= Operation Straight Up =

Evangelical organization

Operation Straight Up (OSU) was an evangelical organization that provides Christian-themed entertainment to the United States military. OSU operates under the United States Department of Defense's "America Supports You" program (though the DoD has no formal control over OSU's activities). It is led by former kickboxer Jonathan Spinks, and prominently features the actor Stephen Baldwin, along with various celebrities, professional athletes, and NASCAR drivers.

Controversy arose when in 2007 it was involved in a program to ship "freedom packages" that included Bibles and proselytizing material in English and Arabic, as well as the apocalyptic computer game Left Behind: Eternal Forces, to soldiers in Iraq.

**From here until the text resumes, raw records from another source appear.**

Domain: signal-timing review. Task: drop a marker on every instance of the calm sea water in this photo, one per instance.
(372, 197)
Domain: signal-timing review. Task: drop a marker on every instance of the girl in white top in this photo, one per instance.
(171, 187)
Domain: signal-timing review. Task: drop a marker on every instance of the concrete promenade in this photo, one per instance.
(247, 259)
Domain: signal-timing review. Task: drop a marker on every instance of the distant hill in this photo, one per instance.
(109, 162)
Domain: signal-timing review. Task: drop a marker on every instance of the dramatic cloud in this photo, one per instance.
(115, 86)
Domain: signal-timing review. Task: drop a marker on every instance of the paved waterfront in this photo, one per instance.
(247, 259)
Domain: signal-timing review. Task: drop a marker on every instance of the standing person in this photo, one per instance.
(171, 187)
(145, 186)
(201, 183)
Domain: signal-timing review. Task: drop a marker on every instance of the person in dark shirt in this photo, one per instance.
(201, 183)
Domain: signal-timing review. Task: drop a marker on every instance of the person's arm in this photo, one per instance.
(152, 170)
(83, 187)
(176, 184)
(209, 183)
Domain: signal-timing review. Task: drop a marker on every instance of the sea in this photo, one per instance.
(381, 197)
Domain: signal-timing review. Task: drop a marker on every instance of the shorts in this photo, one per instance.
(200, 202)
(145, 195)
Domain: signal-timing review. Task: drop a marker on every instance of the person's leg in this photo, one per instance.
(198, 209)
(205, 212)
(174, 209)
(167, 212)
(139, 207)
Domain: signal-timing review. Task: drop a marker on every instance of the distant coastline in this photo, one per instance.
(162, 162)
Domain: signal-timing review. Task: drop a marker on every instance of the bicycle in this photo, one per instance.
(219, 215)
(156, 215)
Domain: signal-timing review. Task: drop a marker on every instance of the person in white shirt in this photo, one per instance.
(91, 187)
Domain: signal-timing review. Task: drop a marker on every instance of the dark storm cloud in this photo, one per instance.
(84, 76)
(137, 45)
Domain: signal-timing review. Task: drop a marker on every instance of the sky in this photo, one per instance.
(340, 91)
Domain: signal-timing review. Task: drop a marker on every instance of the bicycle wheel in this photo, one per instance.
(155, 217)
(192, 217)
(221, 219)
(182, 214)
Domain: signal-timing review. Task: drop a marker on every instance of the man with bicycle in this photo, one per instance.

Especially controversial was the Left Behind game, which some have criticized for allegedly being exclusionary to other faiths and for allegedly promoting "convert or kill"-type violence against non-Christians in a post-Rapture world. After receiving controversial media coverage, OSU dropped its plans to include the game in the care packages.

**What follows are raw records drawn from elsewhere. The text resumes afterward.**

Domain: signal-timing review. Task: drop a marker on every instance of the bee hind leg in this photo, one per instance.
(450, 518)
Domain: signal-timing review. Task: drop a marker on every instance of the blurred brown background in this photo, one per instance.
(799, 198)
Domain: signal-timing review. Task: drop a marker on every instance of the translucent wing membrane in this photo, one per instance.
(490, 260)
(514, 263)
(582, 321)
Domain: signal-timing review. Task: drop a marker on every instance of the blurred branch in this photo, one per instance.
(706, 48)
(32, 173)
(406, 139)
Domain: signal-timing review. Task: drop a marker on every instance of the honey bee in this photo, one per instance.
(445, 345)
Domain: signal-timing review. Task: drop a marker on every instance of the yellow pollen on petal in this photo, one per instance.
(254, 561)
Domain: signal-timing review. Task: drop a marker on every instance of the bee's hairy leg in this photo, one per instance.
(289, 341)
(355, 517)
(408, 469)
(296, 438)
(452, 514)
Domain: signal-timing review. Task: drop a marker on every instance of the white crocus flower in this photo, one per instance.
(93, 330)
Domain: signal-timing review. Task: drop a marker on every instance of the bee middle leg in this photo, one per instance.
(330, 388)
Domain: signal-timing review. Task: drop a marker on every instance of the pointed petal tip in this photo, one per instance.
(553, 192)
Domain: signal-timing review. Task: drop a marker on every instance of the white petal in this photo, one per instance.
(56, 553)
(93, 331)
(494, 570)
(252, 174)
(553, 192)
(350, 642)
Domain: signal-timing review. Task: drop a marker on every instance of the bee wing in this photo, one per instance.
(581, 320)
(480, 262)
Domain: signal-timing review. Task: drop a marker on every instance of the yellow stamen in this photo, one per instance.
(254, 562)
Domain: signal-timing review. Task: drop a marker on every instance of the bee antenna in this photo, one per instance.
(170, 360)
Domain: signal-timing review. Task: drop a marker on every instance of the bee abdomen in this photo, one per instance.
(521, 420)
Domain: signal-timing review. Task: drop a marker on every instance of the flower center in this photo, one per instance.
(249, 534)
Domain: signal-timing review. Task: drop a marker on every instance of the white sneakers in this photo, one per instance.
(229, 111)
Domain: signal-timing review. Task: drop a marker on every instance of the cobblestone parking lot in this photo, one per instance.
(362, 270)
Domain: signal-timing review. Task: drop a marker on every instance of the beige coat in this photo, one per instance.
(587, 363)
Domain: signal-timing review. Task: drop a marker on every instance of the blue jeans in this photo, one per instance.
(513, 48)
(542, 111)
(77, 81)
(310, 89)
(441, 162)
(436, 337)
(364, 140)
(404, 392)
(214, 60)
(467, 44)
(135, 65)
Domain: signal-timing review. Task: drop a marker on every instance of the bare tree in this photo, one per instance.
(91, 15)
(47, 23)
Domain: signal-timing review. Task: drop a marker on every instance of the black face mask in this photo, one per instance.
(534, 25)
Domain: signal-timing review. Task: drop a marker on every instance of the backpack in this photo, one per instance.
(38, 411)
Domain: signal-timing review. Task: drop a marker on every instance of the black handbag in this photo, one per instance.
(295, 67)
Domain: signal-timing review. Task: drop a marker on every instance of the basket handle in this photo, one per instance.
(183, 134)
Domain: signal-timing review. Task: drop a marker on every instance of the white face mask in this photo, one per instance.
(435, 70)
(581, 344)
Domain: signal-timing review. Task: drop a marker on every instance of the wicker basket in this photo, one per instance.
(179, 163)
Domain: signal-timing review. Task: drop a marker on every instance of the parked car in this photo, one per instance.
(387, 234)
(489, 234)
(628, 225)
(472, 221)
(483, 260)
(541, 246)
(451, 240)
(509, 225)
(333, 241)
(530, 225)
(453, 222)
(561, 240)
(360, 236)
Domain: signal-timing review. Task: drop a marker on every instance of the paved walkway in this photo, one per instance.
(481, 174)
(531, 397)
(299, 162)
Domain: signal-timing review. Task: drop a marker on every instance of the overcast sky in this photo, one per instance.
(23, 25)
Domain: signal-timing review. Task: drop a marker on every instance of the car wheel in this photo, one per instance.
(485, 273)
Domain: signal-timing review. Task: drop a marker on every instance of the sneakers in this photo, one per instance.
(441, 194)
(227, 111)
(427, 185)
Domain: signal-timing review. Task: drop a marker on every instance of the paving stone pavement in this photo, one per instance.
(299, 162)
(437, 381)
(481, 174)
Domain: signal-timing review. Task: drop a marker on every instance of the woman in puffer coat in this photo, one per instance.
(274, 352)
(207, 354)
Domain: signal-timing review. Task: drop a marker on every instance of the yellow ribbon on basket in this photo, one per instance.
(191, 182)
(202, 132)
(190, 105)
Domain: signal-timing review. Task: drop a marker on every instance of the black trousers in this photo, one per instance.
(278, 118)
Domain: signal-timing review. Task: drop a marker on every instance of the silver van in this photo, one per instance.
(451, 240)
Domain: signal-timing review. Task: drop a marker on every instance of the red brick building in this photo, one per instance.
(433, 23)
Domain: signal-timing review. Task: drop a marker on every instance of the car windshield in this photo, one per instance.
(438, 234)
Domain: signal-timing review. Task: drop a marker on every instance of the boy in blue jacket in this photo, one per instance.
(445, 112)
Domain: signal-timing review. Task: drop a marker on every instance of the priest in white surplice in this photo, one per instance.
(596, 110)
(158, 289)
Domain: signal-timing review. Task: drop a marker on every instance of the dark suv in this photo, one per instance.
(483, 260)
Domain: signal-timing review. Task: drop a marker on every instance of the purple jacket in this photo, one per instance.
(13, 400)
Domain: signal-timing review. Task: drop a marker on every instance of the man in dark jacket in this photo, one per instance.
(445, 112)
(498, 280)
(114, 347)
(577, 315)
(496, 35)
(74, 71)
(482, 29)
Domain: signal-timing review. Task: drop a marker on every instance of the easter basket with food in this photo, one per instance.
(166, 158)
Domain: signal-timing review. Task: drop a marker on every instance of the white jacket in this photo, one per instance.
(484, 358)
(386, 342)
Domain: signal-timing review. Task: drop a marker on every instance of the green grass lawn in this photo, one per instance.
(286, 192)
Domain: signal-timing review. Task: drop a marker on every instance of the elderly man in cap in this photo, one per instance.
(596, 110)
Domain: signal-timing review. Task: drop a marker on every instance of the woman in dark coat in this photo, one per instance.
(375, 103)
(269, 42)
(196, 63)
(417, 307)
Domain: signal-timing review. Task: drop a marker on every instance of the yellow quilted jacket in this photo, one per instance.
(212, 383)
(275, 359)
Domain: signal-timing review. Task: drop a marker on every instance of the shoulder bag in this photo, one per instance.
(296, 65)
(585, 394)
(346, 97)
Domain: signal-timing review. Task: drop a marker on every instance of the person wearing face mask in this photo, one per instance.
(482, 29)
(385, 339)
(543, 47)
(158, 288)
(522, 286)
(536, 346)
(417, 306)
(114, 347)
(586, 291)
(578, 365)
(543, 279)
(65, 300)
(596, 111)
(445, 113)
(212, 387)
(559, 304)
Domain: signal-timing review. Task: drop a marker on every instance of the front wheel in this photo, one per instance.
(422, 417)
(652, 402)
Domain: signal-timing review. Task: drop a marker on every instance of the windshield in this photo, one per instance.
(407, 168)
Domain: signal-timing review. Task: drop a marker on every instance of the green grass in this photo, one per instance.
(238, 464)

According to its website (on pages since taken down), it planned an entertainment tour to Iraq called the "Military Crusade." "We feel the forces of heaven have encouraged us to perform multiple crusades that will sweep through this war torn region," read a page posted to the OSU website, "We'll hold the only religious crusade of its size in the dangerous land of Iraq."

The organization's 501(c)(3) charitable status was automatically revoked on 15 May 2014 due to failure to file a Form 990-series return or notice for three consecutive years.